Добавить в цитаты Настройки чтения

Страница 21 из 37

Дальше Никитка уже пылил по дороге, довольный собой донельзя. Он ревниво косился, когда к Сергию подходили к руке, следил за небогатым скарбом монахов и старался опередить все их желания, хотя и было их немного.

В Нижний пришли незаметно, стража не обратила никакого внимания на трех монахов с мальчишкой. Всякие калики перехожие попадались, мора нет, потому коситься на каждого не стоит. На епископском дворе встретили с почетом. Никитка крутил головой, он никогда не видел сразу столько монахов и тем паче столько богатств! Иконы в богатых окладах, всюду золото, красота неземная!.. И кормили всласть! Сам Сергий почти не ел, не привык, а вот мальчишку попросил откормить, смеялся:

– Не то обратный путь не выдержит! – Обернулся к Никитке: – Или ты здесь останешься? У меня таких разносолов не будет!

Тот старательно замотал головой:

– Не, я с тобой!

Игумен хотел сказать, что еще неизвестно, как дело повернет, как бы всем здесь не остаться, но не стал пугать загодя. Князь Борис Константинович, даже узнав, что вот-вот придет игумен Сергий из Радонежа, интереса не проявил. Зато о приходе знаменитого монаха вмиг стало известно нижегородцам, к монастырю потянулись православные, хоть одним глазочком глянуть, если к руке приложиться не удастся!

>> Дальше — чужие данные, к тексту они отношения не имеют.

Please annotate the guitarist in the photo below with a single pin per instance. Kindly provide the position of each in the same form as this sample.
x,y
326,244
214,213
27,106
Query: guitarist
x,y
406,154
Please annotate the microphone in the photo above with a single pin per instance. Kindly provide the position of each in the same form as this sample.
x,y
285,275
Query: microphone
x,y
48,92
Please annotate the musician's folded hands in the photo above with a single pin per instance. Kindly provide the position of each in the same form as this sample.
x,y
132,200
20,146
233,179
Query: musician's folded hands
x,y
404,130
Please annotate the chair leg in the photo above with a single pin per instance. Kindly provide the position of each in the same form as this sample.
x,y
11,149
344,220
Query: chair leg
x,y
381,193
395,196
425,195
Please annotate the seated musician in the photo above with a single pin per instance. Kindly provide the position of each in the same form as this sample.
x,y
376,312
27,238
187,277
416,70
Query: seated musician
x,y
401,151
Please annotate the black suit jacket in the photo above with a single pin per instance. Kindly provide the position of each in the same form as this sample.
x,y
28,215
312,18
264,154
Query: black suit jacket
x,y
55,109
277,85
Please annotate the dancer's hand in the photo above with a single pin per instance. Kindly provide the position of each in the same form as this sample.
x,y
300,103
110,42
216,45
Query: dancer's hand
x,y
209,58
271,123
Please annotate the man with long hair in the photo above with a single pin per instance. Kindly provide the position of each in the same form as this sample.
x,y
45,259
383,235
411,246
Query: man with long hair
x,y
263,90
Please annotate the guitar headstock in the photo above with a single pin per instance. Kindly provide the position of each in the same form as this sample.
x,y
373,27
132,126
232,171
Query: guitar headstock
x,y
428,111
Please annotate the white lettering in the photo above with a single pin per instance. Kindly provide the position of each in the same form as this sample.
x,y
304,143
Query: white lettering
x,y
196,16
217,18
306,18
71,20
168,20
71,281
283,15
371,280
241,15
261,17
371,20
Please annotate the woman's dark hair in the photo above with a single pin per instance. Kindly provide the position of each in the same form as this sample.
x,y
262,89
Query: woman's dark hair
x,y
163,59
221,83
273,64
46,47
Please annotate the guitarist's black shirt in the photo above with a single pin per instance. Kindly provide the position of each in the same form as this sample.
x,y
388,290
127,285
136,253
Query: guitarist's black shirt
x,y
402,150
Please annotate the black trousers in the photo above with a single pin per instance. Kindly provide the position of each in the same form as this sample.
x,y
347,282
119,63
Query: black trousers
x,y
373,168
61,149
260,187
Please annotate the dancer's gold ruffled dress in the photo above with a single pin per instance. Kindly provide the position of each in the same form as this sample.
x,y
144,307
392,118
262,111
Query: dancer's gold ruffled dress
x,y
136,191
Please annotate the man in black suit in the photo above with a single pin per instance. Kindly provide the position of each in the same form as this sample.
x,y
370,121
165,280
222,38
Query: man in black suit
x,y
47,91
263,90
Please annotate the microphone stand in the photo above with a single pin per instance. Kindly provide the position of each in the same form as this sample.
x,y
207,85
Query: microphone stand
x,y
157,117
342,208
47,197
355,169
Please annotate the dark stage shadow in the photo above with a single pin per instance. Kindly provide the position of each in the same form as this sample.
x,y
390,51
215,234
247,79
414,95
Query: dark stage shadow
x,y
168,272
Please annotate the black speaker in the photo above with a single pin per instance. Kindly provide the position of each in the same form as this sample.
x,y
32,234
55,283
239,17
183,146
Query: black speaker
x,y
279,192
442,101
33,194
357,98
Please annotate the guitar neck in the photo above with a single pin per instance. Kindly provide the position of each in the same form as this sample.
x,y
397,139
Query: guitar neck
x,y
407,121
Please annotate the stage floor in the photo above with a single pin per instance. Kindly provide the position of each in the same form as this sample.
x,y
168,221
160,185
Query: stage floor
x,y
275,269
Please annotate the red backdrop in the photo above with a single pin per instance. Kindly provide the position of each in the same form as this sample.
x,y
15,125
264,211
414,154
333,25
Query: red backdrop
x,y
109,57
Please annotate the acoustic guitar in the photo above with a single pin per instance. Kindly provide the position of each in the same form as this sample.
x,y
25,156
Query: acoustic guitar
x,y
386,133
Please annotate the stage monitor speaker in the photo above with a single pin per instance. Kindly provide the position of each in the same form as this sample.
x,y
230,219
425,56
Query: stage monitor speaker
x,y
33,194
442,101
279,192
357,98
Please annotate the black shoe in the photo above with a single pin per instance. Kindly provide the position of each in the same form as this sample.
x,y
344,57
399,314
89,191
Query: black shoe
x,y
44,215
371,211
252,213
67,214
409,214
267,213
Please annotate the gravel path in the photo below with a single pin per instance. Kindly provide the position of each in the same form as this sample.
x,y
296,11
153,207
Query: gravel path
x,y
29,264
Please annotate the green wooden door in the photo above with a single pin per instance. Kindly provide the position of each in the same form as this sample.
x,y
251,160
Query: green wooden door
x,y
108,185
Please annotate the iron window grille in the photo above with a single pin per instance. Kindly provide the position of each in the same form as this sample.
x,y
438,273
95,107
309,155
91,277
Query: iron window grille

Сергий хмурился, кажется, чем больше он старался быть незаметным, тем больше его знали! Но надо делать то, зачем пришел. Назавтра решил идти к князю с поклоном и разговором. Вафсоний засомневался:

– Отче, как бы не вышло как с митрополитом Алексием в Киеве. Может, мы сами сходим?

Глаза Сергия стали жесткими:

– Не посмеет! Там Ольгерд, он поганой веры, пням да идолам молится, а князь Борис православный, небось схиму уважает?

Игумен хотел сказать, что не уверен, но промолчал.

Зря Сергий надеялся, что Борис Константинович станет с ним беседы вести. Правда, на крыльцо князь все же вышел, но в отличие от своих горожан к руке не пошел и даже шага вниз по ступенькам не сделал! Прямо оттуда с крыльца громко сказал игумену, что московские советчики ему не нужны, даже если они в монашеской рясе.

Слышавшие это холопы и ближние люди ахнули! В сердцах еще теплилась надежда, что князь не понял, кто перед ним, но сам Борис эту надежду и погасил:

– Это митрополит расстарался тебя ко мне отправить? Зря пыль дорожную месил, отец Сергий! Все, чего князь московский и митрополит хотят, я и без послов знаю.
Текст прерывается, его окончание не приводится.